Péniblement, nous arrivons avec les cinquièmes Arkham à la fin du Magicien d’Oz. Malgré leurs difficultés et mon envie d’abandonner parce que je finissais par voir des Épouvantails partout et rire comme Margaret Hamilton, ils ont tenu à aller jusqu’au bout.
Nous en arrivons donc à la canonique scène des révélations. Le rideau tombe et le fabuleux Magicien d’Oz se révèle n’être qu’un imposteur, plus embêté d’avoir été démasqué que d’avoir trompé une gamine.
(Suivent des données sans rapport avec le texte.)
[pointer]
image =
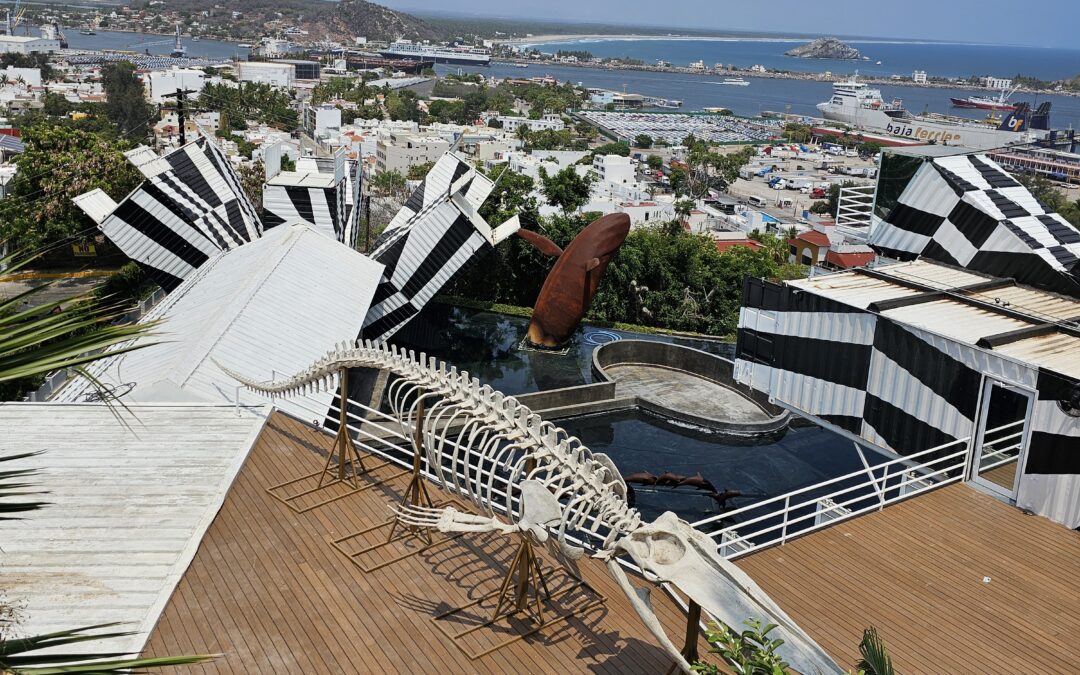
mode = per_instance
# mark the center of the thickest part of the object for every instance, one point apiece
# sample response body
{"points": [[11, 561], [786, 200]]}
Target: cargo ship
{"points": [[999, 103], [437, 54], [862, 107]]}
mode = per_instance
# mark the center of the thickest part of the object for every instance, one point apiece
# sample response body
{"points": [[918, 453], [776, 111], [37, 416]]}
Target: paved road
{"points": [[58, 288]]}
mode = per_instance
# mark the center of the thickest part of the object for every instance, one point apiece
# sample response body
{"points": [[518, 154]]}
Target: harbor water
{"points": [[947, 59], [698, 92]]}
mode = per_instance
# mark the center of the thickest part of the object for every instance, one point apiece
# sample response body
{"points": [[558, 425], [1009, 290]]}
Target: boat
{"points": [[1000, 102], [858, 105], [437, 54], [178, 50]]}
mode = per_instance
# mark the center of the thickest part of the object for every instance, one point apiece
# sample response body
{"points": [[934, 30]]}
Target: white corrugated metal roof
{"points": [[1057, 351], [271, 307], [854, 289], [304, 179], [931, 274], [956, 320], [129, 504]]}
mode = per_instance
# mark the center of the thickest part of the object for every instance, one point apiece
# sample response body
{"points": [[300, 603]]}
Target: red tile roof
{"points": [[813, 237], [848, 260]]}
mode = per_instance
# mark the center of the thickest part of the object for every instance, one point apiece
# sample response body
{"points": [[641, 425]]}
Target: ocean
{"points": [[796, 96], [156, 44], [898, 57]]}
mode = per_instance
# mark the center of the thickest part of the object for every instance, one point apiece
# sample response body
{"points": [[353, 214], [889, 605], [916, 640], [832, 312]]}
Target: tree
{"points": [[125, 104], [58, 164], [567, 189], [797, 133], [709, 170], [869, 148], [418, 172], [1044, 190], [684, 207], [388, 184], [252, 179], [621, 149]]}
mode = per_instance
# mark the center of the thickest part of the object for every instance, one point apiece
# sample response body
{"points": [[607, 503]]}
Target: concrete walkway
{"points": [[685, 392]]}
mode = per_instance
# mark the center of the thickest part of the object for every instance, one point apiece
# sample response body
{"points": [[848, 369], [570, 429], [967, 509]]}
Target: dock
{"points": [[955, 580], [270, 592]]}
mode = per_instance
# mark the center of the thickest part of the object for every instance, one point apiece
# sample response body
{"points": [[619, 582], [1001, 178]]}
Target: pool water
{"points": [[637, 441], [488, 347]]}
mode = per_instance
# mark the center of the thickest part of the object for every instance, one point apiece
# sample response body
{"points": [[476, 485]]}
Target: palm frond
{"points": [[17, 657], [876, 659], [13, 494]]}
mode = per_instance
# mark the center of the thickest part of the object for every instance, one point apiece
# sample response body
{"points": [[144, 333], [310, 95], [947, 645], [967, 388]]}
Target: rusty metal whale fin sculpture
{"points": [[571, 283], [540, 242]]}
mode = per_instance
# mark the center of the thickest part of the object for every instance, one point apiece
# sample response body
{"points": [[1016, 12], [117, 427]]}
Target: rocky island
{"points": [[825, 48]]}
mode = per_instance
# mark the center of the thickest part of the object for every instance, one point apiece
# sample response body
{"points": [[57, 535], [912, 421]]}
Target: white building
{"points": [[400, 151], [29, 77], [615, 169], [27, 44], [510, 124], [320, 121], [163, 84], [273, 73]]}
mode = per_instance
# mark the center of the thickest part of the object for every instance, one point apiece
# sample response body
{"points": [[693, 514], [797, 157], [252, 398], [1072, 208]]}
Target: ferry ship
{"points": [[999, 103], [861, 106], [437, 54]]}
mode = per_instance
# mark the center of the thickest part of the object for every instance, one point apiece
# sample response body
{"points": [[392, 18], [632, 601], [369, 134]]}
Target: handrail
{"points": [[905, 460], [832, 496]]}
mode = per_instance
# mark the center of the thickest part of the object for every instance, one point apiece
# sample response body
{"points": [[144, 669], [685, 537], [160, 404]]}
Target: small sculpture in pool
{"points": [[571, 284]]}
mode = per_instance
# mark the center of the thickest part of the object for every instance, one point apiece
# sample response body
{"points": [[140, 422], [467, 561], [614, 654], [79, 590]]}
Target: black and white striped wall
{"points": [[190, 207], [967, 211], [901, 388], [429, 241]]}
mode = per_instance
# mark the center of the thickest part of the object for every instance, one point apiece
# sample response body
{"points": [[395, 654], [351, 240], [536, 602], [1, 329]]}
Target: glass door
{"points": [[1002, 437]]}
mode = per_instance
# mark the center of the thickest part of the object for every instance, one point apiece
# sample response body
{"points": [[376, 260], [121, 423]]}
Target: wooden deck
{"points": [[916, 571], [269, 591]]}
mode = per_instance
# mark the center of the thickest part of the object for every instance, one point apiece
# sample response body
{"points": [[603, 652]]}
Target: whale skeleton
{"points": [[476, 440]]}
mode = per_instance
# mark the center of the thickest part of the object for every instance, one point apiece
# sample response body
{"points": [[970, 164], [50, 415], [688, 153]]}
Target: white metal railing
{"points": [[815, 507], [799, 512]]}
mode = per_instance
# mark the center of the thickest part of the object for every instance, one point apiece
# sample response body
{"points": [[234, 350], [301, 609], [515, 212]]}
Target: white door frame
{"points": [[984, 409]]}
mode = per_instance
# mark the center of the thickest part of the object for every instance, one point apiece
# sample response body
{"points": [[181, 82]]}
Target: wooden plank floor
{"points": [[270, 592], [915, 570]]}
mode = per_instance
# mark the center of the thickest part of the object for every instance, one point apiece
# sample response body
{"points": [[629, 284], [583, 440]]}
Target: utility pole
{"points": [[179, 95]]}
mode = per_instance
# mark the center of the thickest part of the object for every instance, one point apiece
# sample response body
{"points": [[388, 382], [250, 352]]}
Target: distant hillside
{"points": [[825, 48], [375, 22], [342, 21]]}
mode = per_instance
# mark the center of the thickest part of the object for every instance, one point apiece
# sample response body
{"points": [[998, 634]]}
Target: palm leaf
{"points": [[49, 337], [876, 659], [12, 495]]}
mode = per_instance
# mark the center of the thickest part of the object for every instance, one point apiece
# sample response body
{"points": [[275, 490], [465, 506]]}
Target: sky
{"points": [[1008, 22]]}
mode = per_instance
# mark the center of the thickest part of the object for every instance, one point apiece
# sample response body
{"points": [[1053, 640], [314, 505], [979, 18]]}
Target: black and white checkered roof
{"points": [[967, 211]]}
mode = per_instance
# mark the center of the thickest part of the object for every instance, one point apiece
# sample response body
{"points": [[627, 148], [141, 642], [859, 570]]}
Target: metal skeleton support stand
{"points": [[692, 631], [416, 494], [343, 446], [524, 575]]}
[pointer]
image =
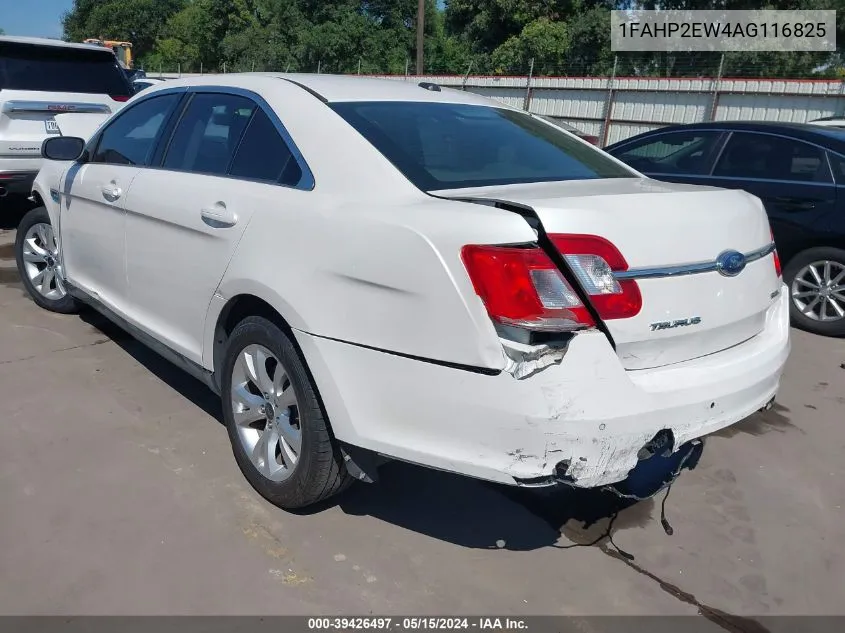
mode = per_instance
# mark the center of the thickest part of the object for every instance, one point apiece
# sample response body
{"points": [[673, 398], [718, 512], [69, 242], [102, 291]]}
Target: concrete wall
{"points": [[616, 109]]}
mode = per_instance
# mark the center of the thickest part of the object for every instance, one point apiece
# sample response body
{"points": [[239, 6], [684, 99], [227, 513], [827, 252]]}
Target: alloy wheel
{"points": [[41, 261], [818, 290], [266, 412]]}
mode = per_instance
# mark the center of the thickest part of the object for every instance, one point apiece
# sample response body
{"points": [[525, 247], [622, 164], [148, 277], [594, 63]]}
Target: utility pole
{"points": [[420, 35]]}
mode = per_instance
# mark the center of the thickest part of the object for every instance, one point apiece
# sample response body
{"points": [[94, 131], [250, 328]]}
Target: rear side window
{"points": [[61, 69], [130, 138], [768, 157], [452, 146], [264, 155], [672, 153], [208, 134]]}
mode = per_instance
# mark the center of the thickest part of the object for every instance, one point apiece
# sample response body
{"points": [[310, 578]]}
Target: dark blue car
{"points": [[797, 170]]}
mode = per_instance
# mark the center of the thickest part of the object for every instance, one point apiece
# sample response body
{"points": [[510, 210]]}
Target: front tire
{"points": [[816, 280], [279, 433], [40, 265]]}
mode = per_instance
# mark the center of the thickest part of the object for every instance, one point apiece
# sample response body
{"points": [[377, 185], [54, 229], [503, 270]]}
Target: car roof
{"points": [[341, 88], [830, 137], [43, 41]]}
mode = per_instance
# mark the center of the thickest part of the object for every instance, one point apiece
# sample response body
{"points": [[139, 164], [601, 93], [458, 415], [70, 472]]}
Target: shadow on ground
{"points": [[12, 210], [451, 508], [186, 385], [480, 515]]}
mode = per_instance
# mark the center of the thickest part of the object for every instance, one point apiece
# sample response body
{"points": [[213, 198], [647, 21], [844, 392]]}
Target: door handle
{"points": [[795, 204], [112, 192], [218, 216]]}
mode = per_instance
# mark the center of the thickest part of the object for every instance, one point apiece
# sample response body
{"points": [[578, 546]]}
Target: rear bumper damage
{"points": [[581, 418]]}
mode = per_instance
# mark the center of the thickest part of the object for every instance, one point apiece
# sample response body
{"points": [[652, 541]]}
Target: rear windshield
{"points": [[60, 69], [454, 146]]}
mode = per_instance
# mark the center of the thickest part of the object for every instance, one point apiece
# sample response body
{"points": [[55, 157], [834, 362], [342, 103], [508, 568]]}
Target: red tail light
{"points": [[594, 260], [522, 287]]}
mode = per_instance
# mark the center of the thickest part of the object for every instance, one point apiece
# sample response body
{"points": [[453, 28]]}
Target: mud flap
{"points": [[656, 471]]}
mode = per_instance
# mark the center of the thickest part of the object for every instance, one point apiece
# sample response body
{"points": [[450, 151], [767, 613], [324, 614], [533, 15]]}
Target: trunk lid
{"points": [[25, 120], [665, 225], [40, 80]]}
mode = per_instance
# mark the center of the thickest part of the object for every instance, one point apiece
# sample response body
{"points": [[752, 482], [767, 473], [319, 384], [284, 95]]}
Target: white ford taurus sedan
{"points": [[368, 269]]}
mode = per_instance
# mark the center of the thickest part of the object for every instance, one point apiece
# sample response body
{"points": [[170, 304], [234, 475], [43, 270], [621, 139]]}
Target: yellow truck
{"points": [[123, 50]]}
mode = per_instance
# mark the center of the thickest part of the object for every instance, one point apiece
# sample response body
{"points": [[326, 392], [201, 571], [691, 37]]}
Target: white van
{"points": [[42, 78]]}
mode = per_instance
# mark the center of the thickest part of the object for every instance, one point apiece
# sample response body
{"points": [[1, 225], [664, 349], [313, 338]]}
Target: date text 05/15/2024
{"points": [[417, 623]]}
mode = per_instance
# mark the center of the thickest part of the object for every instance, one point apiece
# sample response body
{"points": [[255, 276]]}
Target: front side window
{"points": [[452, 146], [131, 137], [672, 153], [767, 157], [207, 136]]}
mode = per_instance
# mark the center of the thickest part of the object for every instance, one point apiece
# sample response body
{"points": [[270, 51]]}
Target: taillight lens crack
{"points": [[522, 287]]}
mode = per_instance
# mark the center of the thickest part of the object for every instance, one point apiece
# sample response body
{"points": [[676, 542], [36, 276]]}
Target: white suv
{"points": [[40, 79], [365, 268]]}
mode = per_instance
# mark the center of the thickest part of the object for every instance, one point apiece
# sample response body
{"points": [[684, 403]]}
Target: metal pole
{"points": [[466, 76], [420, 35], [527, 102], [714, 105], [608, 104]]}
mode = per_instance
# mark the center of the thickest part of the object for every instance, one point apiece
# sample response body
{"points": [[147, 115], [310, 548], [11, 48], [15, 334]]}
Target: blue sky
{"points": [[38, 18]]}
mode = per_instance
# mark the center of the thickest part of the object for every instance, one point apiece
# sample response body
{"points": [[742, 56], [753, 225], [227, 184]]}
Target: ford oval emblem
{"points": [[730, 263]]}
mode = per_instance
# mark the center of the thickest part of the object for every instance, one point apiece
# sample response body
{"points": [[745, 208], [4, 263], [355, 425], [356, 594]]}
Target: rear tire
{"points": [[279, 434], [816, 281], [39, 263]]}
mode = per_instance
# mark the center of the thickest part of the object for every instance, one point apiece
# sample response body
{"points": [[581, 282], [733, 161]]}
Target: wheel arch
{"points": [[225, 313]]}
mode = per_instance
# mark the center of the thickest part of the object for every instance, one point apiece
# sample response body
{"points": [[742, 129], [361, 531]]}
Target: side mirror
{"points": [[62, 148]]}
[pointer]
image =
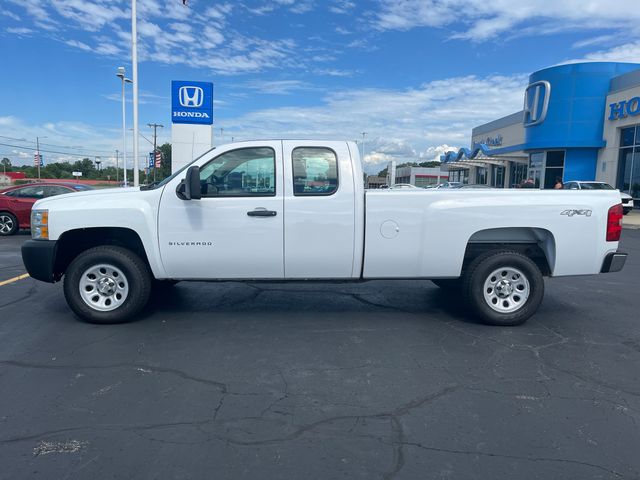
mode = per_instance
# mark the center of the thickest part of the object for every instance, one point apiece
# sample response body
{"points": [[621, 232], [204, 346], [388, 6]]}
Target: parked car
{"points": [[492, 248], [16, 202], [474, 185], [627, 200], [400, 186]]}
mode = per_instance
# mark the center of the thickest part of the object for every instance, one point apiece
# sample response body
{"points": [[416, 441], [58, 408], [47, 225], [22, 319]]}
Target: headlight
{"points": [[40, 224]]}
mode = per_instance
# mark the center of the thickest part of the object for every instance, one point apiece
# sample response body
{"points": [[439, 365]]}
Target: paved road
{"points": [[374, 380]]}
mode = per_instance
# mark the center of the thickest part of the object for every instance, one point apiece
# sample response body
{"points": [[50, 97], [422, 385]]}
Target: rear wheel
{"points": [[503, 287], [8, 224], [107, 284], [448, 284]]}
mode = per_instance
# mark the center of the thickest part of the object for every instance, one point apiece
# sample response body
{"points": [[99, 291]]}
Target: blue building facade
{"points": [[570, 128]]}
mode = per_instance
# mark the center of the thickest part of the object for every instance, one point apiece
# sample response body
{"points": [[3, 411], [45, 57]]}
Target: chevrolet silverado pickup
{"points": [[297, 210]]}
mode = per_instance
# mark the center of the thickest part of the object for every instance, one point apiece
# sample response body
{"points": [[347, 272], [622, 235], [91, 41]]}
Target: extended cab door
{"points": [[235, 231], [320, 211]]}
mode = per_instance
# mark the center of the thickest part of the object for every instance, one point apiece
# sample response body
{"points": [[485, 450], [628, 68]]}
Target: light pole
{"points": [[155, 136], [38, 154], [121, 76], [134, 62]]}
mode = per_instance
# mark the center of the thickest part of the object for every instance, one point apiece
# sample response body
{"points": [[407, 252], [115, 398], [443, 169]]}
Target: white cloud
{"points": [[406, 125], [479, 20], [629, 52]]}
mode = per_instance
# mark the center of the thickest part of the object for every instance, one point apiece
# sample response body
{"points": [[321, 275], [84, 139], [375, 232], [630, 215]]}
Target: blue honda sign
{"points": [[192, 102]]}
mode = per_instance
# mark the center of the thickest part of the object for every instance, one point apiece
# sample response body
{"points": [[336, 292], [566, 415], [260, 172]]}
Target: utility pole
{"points": [[39, 157], [364, 134], [155, 136]]}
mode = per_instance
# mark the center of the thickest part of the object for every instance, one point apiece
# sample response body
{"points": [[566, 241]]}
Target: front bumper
{"points": [[613, 262], [39, 258]]}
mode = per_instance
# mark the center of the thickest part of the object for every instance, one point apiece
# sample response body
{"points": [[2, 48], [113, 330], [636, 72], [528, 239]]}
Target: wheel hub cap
{"points": [[103, 287], [506, 290]]}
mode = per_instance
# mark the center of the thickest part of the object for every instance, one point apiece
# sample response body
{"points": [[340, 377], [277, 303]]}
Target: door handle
{"points": [[262, 213]]}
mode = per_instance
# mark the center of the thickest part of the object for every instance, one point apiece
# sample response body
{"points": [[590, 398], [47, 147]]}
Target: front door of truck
{"points": [[235, 231]]}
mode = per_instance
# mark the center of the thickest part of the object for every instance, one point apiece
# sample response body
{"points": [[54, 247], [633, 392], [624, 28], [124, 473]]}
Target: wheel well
{"points": [[74, 242], [536, 243]]}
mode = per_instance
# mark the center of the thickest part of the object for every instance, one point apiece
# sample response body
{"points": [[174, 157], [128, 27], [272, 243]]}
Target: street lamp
{"points": [[121, 76]]}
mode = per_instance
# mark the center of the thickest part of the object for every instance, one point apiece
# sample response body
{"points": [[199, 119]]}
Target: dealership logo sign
{"points": [[192, 102], [624, 109], [191, 96], [536, 103]]}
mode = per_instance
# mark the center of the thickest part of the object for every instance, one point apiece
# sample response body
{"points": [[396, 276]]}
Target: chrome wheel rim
{"points": [[6, 224], [103, 287], [506, 290]]}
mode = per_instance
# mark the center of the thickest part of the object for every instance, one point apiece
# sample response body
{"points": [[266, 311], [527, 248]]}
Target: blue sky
{"points": [[416, 75]]}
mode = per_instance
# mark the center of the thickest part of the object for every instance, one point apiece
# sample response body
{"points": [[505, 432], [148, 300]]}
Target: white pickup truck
{"points": [[297, 210]]}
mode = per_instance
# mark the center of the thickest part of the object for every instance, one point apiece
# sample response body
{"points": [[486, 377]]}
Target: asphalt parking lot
{"points": [[319, 381]]}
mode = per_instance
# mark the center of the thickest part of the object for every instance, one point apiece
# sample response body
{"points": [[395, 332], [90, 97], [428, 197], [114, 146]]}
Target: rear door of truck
{"points": [[320, 211]]}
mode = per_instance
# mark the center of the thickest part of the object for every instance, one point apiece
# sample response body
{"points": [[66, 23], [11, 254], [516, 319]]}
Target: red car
{"points": [[16, 202]]}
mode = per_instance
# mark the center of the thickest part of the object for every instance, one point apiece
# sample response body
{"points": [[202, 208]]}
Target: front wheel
{"points": [[107, 284], [503, 287]]}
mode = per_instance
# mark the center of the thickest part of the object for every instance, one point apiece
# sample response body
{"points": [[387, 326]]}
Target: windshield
{"points": [[174, 175], [595, 186]]}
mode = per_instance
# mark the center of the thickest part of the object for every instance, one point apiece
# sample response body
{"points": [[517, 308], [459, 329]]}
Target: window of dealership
{"points": [[580, 121]]}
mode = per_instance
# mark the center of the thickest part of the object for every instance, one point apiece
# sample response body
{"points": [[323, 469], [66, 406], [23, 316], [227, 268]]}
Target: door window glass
{"points": [[626, 137], [315, 171], [29, 192], [53, 190], [245, 172]]}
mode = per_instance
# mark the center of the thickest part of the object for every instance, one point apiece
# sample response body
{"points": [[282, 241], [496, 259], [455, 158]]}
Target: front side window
{"points": [[315, 171], [245, 172], [53, 190]]}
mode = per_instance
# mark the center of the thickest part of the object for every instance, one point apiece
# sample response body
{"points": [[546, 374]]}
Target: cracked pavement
{"points": [[388, 380]]}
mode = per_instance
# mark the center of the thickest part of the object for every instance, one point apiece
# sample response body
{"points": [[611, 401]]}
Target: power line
{"points": [[76, 154]]}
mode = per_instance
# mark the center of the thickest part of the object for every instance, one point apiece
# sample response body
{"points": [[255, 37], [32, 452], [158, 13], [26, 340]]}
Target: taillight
{"points": [[614, 223]]}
“C’est injuste ! Ça se fait trop pas ! Monsieur j’suis choquée !”
Raura, qui lit vite, roule des yeux indignés vers moi, et je me sens un instant le petit charlatan face à Dorothée et ses compagnons.
“Y s’passe quoi ?” demande Mose qui, dans un mauvais jour, refuse totalement ne serait-ce que d’ouvrir son cahier. Raura me lance un regard et je lui fais signe de se taire. Petit à petit, l’ensemble des cinquièmes Arkham se met à lire. Et des exclamations éclatent. Véritable sentiment de tromperie.
“Mais… Mais comment elle va faire, du coup ?
– Attendez mais en fait, la Sorcière elle AURAIT PU le tuer !
– Il a envoyé une PETITE FILLE se battre à sa place ?
– Et nous depuis le début on croyait…”
Les bras croisés, j’assiste à la débandade des préjugés, à la mise à mort des “les livres c’est ennuyeux”, à la déroute des “c’est long ce texte !”
Je fais plein de photos avec mon cœur, comme dit Monsieur Vivi, parce que c’est un instant rare et précieux en cinquième Arkham, au collège Ylisse, sur Terre.